Yttrium

f0089-01

Category: transition metal

Atomic number: 39

Colour: silvery white

Melting point: 1,522°C (2,772°F)

Boiling point: 3,345°C (6,053°F)

First identified: 1828

Ytterby is a village on the Swedish island of Resarö, which is now mostly suburban housing (it is about half an hour by road from Stockholm). However, it used to be the home of the country’s most productive mine, producing feldspar (for porcelain) and quartz. As it happens, it is also the place with the most elements named after it.

In 1787, Carl Axel Arrhenius (a soldier and amateur chemist) found a lump of black mineral that was fairly uninteresting to look at, but unusually heavy. It was later named ‘gadolinite’ (sometimes known as ‘ytterbite’). The Swedish chemist Johan Gadolin (see here) established that 38 per cent of the rock must be a new, unidentified ‘earth’ (meaning that it was an unknown oxide), which proved impossible to reduce by burning with charcoal or other traditional methods.

It was only in 1828 that Friedrich Wöhler managed to rip the pure element out of the oxide, using a more violent reaction with potassium to separate out the oxygen, and producing pure yttrium. (The element has proved to be far more common on the moon than here – lunar astronauts have brought back significant amounts of it in moon rock.) However, as we will see, there were still three more unknown elements hiding in the gadolinite and, astonishingly, three more elements to be discovered as a consequence of these finds (see here).

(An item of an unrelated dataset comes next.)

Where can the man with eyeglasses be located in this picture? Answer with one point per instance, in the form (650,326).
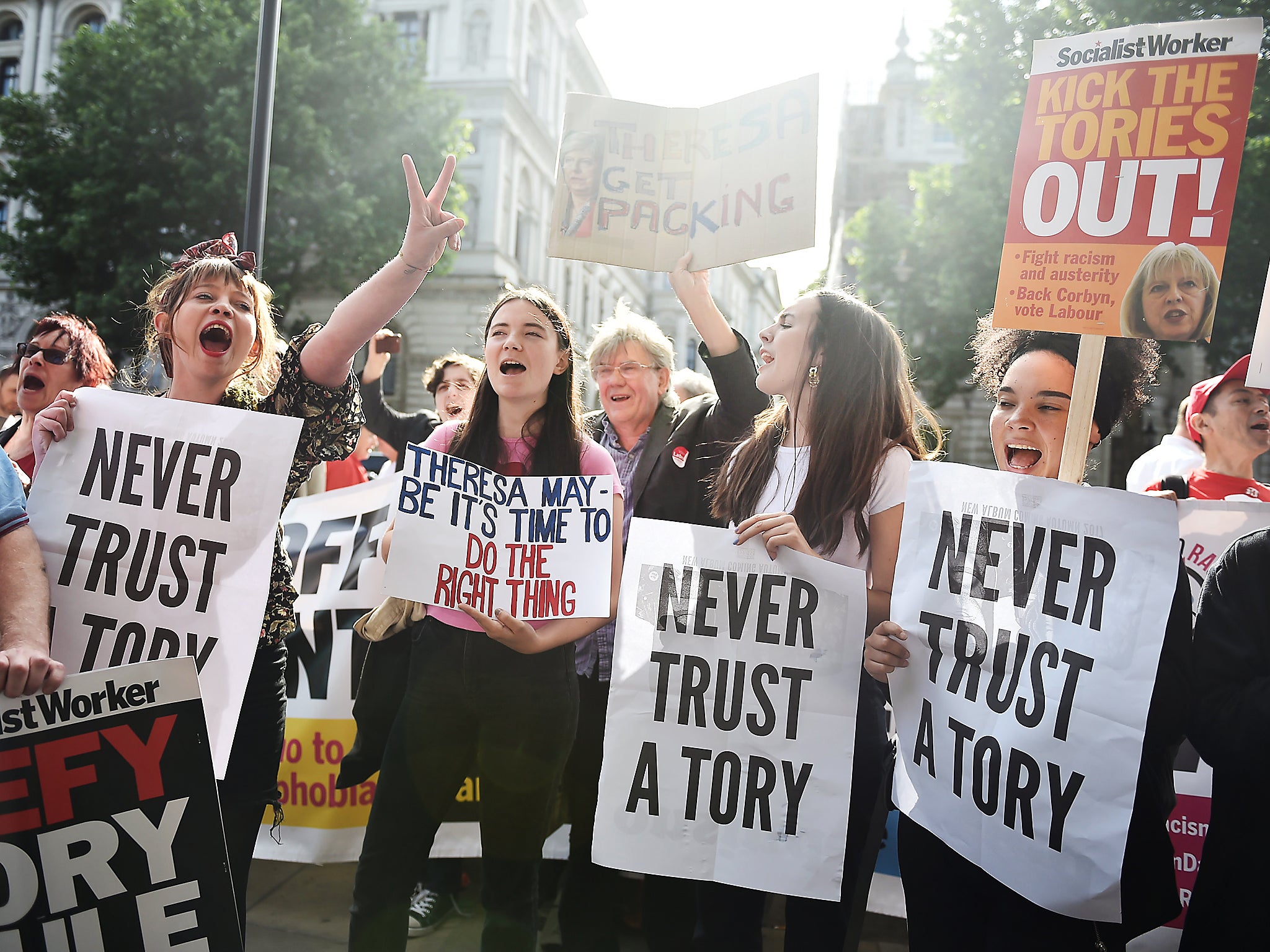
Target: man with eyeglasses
(451,380)
(667,454)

Yttrium is a soft, silvery metal that has to be handled carefully, usually in nitrogen, as it combusts in air. It can be used to strengthen alloys of aluminium and magnesium, in microwave filters for radar technology, and in LED lighting and lasers. Yttrium oxide is added to glass to make it more resistant to heat and shock – for instance, it is used in bulletproof glass. There is also currently a lot of scientific interest in yttrium barium copper oxide (YBCO). In the 1980s, two American chemists showed that it becomes superconducting (meaning it will conduct electricity with no loss of energy) at the unusually high temperature of 95° above absolute zero (−178ºC). This could, in theory, enable us to build cheaper MRI scanners, as the YBCO could be kept as a superconductor, using liquid nitrogen rather than the more expensive liquid helium, but there are still technical difficulties to be solved in making this a reality.